So Imoen had been watching the city, aided by a few Longsight spells, and it had soon become evident that a change was coming. When the market was cleared away for the evening, the area began to bustle with soldiers and their tents. Gradually the whole cavern floor filled with them, and when Imoen had gone to Viconia the Sharan priestess had told her grimly that this was Matron Ardulace's army preparing to leave for war, no doubt beginning with Mag in Chatha.
The group had eaten together, in tired silence, and all retired to bed early. The darkness continued to confuse Imoen; even in Spellhold the lights had gone out at night and not the other way around. Even with Darkvision it was hard not to feel the fuzzy weight of the gloom all around them, the prolonged lack of light telling every surfacer instinct that it was time to be in asleep.
"Don't you think we could go out for a walk or something before bed, Elatharia?" Imoen was wheedling as they ascended the stairs to their room, their companions no doubt intending to follow shortly afterward. "We've been cooped up in here all day n' I don't think I could sleep without even a little bit of exercise!"
They rounded the curve in the stairway, and Elatharia's response caught in her throat as the landing came into view. Solaufein had been waiting for them on the bench by their door, but as they now approached him with wary silence he stood sharply, his expression grave…and more earnest than Imoen had seen from any of the other drow in this place.
"What do you want?" Elatharia demanded, her next words following with wary slowness, "Why do I get the feeling this isn't official business from Phaere?"
"It isn't," Solaufein agreed, his eyes straying to Imoen. "But I am here with information that you may find useful. Whatever your motivation, what I have to say may help us all."
"Alright," Elatharia folded her arms, stopping before him as if she expected him to speak right there on the landing where anyone could overhear. "But why should I let you into my room without proof that you aren't here to do us harm?"
Solaufein seemed to fight off a habitual glare at that, hesitating as if he had intended to argue. Viconia and the others were just coming up the stairs behind Imoen now and he watched them closely as they formed up behind Elatharia. After a moment he reached for the buckle of his swordbelt, undoing it.

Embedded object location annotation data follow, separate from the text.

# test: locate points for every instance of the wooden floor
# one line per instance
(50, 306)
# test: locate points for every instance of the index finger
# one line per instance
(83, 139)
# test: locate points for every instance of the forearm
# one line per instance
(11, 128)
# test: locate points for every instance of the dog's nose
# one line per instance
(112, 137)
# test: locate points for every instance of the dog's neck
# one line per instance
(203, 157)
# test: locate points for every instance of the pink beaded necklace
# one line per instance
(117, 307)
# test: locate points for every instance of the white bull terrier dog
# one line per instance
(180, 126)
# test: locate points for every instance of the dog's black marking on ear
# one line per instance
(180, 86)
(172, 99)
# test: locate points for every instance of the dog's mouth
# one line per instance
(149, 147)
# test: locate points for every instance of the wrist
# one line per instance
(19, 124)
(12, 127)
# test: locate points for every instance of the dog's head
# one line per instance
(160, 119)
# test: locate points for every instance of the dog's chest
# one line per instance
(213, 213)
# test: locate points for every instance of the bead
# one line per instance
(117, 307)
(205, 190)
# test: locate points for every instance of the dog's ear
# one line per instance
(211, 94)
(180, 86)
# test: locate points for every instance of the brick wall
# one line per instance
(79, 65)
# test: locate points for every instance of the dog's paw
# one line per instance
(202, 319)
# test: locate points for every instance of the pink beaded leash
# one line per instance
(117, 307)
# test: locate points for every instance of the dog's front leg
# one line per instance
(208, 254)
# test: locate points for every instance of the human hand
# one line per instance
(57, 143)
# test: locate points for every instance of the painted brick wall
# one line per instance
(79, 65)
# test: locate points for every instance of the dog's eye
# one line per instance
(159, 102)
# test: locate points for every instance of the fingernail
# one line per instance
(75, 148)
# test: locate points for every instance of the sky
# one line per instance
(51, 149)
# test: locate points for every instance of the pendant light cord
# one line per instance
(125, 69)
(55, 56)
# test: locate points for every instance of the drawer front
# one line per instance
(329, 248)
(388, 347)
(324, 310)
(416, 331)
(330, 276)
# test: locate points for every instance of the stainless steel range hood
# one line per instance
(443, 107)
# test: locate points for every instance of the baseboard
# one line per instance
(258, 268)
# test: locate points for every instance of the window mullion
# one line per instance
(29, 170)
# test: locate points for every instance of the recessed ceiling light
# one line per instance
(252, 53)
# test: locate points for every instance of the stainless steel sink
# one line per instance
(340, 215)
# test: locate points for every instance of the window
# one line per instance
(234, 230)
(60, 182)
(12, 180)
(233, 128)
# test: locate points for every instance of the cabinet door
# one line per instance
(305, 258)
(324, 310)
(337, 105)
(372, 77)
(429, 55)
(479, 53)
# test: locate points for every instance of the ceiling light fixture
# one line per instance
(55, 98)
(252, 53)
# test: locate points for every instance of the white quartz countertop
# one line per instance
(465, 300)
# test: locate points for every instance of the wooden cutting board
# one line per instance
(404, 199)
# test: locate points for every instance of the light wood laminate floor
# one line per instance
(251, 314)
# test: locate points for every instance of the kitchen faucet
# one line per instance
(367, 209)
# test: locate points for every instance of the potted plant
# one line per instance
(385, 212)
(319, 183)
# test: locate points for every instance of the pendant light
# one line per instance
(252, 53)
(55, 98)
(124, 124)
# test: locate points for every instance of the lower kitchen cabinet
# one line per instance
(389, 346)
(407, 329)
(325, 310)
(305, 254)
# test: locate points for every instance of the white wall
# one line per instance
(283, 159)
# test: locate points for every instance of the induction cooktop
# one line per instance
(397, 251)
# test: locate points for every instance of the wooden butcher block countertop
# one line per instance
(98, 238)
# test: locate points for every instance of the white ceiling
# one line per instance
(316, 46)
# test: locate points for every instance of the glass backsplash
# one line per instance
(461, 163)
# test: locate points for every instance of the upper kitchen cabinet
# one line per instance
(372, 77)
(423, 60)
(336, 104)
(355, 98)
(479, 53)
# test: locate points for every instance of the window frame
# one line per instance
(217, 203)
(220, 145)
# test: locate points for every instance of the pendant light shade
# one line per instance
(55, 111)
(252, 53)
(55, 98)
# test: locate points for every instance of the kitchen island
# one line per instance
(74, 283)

"I am still armed, but take this as a gesture of my honesty," he grunted, sidestepping past the Transmuter and offering the swordbelt to Imoen. Surprised, she took it in silence. The blades were startlingly light. "And in case you had forgotten, wizardess…I am one against six."
"That is as it should be, I think," Elatharia disagreed, but did unlock the door, holding it as they all trooped inside. There was only one chair within, along with the two beds, but no one made a move to sit.
"You have some information for us, male?" Viconia asked, and Solaufein nodded, diving into his explanation without any preamble.
"Phaere and Ardulace intend to summon a demon to bolster the city's army. For this they will need six of a dragon's eggs…"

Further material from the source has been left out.